Cette thérapie est généralement envisagée lorsque le cancer a progressé après l'échec d'au moins deux lignes de traitement systémique ou lorsqu'une rechute est survenue rapidement. Les types de LNH principalement concernés comprennent le lymphome diffus à grandes cellules B (LDGCB), le lymphome médiastinal primitif à grandes cellules B (LMPGCB), ainsi que le lymphome folliculaire (LF) récidivant ou réfractaire.

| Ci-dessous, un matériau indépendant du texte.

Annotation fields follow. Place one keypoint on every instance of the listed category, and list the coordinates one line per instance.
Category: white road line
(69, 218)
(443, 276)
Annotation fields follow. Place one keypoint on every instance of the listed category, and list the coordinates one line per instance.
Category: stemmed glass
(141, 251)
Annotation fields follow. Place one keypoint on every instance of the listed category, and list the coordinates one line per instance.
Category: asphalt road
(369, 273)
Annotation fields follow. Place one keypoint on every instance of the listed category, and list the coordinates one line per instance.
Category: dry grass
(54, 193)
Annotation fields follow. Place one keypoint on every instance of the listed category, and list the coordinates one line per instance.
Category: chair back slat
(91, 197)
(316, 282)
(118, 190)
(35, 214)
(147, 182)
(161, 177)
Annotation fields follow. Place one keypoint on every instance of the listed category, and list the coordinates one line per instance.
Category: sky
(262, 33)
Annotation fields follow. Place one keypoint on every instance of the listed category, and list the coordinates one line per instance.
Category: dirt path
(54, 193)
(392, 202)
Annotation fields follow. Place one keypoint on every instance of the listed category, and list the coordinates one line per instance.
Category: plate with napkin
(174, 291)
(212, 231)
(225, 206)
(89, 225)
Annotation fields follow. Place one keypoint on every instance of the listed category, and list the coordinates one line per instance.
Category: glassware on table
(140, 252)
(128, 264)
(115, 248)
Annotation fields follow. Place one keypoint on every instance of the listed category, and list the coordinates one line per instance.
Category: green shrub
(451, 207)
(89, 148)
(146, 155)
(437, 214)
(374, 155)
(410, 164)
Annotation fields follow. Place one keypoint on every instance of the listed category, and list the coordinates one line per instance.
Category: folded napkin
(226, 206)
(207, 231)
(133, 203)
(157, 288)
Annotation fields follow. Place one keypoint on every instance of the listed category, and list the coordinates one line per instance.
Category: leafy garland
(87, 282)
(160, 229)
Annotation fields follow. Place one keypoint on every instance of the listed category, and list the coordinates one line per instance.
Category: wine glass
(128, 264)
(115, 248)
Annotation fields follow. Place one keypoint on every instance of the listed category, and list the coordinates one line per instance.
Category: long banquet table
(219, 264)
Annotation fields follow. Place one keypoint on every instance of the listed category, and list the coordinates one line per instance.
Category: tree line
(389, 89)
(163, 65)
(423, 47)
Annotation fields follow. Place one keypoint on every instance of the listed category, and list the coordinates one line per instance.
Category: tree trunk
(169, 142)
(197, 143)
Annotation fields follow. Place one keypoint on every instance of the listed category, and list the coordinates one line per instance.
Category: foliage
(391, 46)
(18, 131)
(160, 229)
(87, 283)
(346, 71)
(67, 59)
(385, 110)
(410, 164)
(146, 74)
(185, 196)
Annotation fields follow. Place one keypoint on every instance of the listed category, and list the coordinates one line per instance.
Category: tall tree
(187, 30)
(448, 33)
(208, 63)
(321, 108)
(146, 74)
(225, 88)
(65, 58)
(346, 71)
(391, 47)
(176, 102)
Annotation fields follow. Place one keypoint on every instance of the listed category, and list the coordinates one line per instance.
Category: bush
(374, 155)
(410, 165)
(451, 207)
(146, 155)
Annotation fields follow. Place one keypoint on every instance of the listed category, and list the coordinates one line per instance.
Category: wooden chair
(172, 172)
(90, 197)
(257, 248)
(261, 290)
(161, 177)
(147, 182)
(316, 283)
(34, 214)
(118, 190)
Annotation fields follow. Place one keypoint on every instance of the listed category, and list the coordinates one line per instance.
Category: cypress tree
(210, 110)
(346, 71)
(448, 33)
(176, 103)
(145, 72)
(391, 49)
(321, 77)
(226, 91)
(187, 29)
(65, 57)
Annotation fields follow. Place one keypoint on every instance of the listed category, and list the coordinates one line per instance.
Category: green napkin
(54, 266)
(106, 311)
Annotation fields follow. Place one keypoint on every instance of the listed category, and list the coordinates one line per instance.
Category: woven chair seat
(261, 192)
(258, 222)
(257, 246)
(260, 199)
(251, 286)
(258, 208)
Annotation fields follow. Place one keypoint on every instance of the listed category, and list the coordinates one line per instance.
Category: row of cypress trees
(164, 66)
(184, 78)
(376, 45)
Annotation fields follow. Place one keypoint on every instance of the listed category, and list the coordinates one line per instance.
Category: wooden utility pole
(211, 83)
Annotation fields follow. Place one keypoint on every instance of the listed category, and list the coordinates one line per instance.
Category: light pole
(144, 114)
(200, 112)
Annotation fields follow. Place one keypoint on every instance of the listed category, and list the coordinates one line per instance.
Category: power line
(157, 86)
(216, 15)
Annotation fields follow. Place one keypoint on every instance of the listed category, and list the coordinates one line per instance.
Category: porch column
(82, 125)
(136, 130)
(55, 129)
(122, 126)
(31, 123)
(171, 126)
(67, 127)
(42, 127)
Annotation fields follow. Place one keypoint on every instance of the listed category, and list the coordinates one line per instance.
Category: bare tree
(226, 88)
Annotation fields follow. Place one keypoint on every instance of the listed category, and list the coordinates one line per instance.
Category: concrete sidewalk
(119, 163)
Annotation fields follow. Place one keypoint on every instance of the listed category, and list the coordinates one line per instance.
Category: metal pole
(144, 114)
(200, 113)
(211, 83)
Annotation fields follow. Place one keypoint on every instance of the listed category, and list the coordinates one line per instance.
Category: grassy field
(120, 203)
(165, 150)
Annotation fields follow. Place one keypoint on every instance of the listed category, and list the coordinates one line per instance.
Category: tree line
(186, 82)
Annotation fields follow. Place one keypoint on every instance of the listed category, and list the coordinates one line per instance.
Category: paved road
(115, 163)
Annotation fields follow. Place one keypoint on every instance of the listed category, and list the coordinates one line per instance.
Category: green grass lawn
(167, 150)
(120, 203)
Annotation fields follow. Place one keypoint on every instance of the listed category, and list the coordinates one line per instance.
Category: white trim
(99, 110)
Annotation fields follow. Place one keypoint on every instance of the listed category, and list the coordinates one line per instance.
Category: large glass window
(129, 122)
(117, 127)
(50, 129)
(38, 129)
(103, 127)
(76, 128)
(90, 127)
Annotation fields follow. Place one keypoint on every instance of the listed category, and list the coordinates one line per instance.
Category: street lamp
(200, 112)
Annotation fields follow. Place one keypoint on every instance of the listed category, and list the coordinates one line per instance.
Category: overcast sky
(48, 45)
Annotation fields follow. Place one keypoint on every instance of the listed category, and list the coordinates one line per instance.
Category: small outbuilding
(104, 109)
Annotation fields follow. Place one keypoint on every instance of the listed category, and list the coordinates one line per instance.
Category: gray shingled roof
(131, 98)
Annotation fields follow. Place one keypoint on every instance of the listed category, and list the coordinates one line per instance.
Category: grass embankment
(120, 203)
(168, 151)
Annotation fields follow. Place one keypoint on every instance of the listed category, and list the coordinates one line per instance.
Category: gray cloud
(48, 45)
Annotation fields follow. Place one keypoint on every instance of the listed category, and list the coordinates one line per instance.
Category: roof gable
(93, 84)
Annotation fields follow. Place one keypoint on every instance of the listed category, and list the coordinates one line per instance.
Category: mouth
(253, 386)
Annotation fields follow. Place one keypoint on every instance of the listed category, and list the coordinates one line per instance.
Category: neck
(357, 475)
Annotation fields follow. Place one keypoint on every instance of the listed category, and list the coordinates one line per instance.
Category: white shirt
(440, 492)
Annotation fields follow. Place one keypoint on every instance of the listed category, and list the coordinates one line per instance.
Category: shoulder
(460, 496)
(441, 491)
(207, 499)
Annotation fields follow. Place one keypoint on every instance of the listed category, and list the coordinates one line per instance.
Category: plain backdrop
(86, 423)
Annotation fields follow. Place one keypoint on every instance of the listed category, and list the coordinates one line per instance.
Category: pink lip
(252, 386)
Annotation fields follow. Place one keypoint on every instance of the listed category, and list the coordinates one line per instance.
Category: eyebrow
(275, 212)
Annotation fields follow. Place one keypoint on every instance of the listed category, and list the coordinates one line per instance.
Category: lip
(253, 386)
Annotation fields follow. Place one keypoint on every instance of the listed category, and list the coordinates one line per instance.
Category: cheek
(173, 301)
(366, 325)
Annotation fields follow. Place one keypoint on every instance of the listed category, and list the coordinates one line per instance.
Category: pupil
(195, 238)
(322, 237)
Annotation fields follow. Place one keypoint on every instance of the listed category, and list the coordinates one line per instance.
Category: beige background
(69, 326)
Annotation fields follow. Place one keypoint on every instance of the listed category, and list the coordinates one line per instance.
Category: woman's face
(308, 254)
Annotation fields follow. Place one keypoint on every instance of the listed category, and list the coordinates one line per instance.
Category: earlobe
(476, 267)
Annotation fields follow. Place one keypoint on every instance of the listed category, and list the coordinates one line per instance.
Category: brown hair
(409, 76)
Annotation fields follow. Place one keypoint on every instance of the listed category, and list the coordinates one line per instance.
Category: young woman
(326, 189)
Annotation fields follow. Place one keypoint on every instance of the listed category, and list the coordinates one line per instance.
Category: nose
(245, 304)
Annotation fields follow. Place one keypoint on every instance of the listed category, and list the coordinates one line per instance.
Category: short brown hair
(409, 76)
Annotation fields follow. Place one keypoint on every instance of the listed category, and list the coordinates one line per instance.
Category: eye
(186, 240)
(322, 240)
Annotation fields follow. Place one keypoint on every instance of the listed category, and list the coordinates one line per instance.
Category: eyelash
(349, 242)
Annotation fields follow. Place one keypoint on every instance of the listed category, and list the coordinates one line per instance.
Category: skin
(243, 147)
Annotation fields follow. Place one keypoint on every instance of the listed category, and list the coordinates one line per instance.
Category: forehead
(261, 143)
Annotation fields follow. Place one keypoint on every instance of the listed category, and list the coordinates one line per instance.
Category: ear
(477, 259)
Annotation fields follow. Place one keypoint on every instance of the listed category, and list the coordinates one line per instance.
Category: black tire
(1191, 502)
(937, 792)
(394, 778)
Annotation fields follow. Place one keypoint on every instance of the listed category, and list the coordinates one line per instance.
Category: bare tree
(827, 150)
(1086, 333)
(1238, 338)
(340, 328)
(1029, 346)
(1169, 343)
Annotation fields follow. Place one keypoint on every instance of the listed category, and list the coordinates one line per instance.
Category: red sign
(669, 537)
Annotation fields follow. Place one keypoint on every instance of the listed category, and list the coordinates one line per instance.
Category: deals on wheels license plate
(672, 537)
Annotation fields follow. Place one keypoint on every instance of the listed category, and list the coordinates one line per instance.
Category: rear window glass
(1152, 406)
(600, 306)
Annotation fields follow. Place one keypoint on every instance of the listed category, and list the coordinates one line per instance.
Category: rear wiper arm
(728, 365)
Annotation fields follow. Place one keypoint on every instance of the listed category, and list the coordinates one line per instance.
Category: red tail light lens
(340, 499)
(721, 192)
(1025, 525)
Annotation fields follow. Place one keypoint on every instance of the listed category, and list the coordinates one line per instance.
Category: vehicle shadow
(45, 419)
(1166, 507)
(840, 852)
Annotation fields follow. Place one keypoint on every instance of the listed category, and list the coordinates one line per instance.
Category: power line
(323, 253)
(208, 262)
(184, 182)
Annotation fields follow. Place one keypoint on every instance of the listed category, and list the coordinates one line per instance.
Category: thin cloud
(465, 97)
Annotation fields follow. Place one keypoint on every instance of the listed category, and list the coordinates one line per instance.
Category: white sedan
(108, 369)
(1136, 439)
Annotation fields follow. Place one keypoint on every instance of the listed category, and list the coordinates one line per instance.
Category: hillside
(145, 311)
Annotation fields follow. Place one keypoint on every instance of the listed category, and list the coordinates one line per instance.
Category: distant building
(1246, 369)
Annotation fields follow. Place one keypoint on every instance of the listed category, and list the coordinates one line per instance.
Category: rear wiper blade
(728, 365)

L'obtention d'une réponse durable à la thérapie contribue à soulager la détresse liée au déséquilibre systémique causé par la maladie.

« Cette approche spécialisée est considérée comme pertinente pour la gestion de la progression de la maladie maligne dans des situations impliquant des formes agressives de cancer qui se sont révélées résistantes aux traitements. »

Lorsque la maladie sous-jacente est maîtrisée, le traitement aide à maintenir le confort fonctionnel en agissant sur les symptômes qui perturbent le quotidien. Ces symptômes peuvent inclure les sueurs nocturnes importantes, la fièvre persistante et la perte de poids, ainsi que l'inconfort physique résultant de l'augmentation du volume des ganglions lymphatiques.

Fait Marquant : Soutien pour les symptômes liés au déséquilibre systémique
Cette thérapie apporte un soutien aux patients lors d'épisodes difficiles en atténuant la détresse associée aux symptômes B et peut contribuer à l'amélioration du confort pendant les périodes symptomatiques.

Conditions d’utilisation et restrictions

Éligibilité officielle et restrictions

L'éligibilité pour YESCARTA (Axicabtagène ciloleucel) est strictement définie par les autorités réglementaires et est centrée sur l'âge du patient, les caractéristiques de la maladie et l'état clinique actuel.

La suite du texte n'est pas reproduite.